I remember, as a teenager, watching the sitcom Red Dwarf and being a bit put out to see Lister having his appendix removed for the second time. Written fiction also abounds with continuity errors. The Harry Potter books feature lines of dialogue spoken by people who aren’t actually present in the scene. Even in the Iliad, Homer has a character die at one point in the story only to reappear perfectly alive later. My favourite by far comes from Robinson Crusoe in which our eponymous hero swims out to a ship naked where he then proceeds to stuff his pockets with biscuits.
|Crusoe: naked pocket biscuit man|
Continuity matters. And continuity is based on an agreed reality.
For example, we want our characters to have a local pub that they frequent, a place to drink, chat and annoy old ladies (see Planning in more detail). Now one pub is very definitely not like another. There’s a world of difference between a clean and characterless chain pub, a grungy real ale pub and a posh gastro pub. It doesn’t necessarily matter which kind of pub we choose but whatever pub it is, it has to stay the same. Our Bible document has to contain that kind of detail.
Of course, the easiest way to maintain continuity and share mental images is to use real places. Heide and I have already decided that the Clovenhoof is going to be set in Sutton Coldfield. You may ask why and there are two reasons, one practical and one fictional.
In practical terms, it is a town halfway between our respective homes, we are both familiar with it and, in the nicest possible sense, it is like a hundred other towns across the UK. If you’ve not been to Sutton Coldfield, you’ve been to a Sutton Coldfield.
|Sutton Coldfield: Everytown|
There is also a reason within the story why Satan has been exiled to Sutton Coldfield. But I’m not going to tell you (unless we excise it from the finished text) because it forms part of a plot twist and I think it’s quite quite clever.
So, if we’re going to set the story in a real town we might as well use real pubs, clubs, houses, cafes, shops, churches, parks and offices as our locations. We can visit them (in person or virtually via the internet) and answer questions that, whilst not vital to the plot, give our story a sense of reality. Questions such as “How long does it take Nerys to stagger drunkenly home from the pub on foot?” or “If Clovenhoof runs butt-naked down the high street, pursued by angry green grocers, what are the chances of Ben seeing him from his shop?”

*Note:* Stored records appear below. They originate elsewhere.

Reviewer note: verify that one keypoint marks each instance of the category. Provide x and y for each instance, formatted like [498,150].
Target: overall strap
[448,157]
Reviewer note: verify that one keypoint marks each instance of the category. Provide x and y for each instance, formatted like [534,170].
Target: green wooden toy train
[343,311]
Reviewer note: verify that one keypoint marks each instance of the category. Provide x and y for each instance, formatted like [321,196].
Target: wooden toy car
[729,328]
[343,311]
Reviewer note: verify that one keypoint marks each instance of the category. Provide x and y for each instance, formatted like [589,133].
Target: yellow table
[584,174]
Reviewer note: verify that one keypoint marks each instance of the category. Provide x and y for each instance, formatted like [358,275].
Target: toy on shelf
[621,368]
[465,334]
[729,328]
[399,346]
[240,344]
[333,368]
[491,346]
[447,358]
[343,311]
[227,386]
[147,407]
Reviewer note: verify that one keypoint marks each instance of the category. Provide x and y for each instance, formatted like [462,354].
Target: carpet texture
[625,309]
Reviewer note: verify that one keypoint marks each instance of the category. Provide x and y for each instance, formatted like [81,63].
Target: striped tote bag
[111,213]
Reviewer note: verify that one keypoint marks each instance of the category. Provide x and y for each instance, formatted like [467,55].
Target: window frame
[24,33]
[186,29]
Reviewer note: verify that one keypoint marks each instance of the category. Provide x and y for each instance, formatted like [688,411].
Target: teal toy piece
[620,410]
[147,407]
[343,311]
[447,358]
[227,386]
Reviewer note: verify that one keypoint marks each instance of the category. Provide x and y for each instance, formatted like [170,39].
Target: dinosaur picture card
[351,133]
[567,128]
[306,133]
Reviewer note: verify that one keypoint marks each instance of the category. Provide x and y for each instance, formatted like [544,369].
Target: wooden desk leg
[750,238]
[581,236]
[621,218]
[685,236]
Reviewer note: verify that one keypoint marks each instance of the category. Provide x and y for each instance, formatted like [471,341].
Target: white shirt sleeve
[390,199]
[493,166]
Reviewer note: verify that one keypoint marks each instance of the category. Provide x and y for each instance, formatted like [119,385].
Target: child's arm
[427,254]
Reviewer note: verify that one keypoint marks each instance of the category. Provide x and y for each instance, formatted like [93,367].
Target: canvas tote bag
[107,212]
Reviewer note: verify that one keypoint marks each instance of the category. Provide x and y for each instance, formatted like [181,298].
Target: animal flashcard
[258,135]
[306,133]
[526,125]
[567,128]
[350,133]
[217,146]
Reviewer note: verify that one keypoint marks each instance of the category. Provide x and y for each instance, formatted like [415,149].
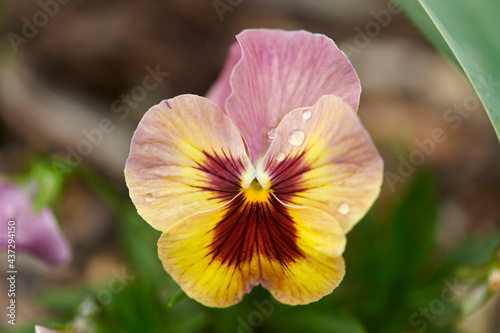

The obvious place to start seems to be the Bishop Vesey pub on Boldmere Road. It’s in the Sutton Coldfield suburbs and it was where Heide and I had our first pub-based planning session. Also the link to established religion tickles me (Vesey was a local lad, appointed bishop by Henry VIII). I can see Clovenhoof, Nerys and Ben supping a few drinks in the Bishop Vesey (neat vodka, a fruity chardonnay and a half of cider and black respectively). It’s not a great pub – the floor, the furniture and the beer are all the same colour – but it’s unthreatening and, with the exception of the occasional grumbling biddy, very welcoming.
If that’s to be their local then we need to look further down Boldmere Road for some suitable flats. There are some across the road from St Michael’s Church (St Michael, eh? I wonder if there is a statue of the victorious archangel standing astride the Great Dragon inside?). There’s the Cafe Vitos at the other end of Boldmere Rd where Ben might buy his lunchtime sandwiches or Clovenhoof skulk with the Racing Post until the bookies opens.
We might use these locations. We might use others. We may very well change the names to avoid angry publicans who reckon we’ve slandered the floor, furniture and ale of their establishments. Whatever happens, if we keep to the Bible then we at least stand a better chance of convincing the reader that our story is the product of a single creative entity.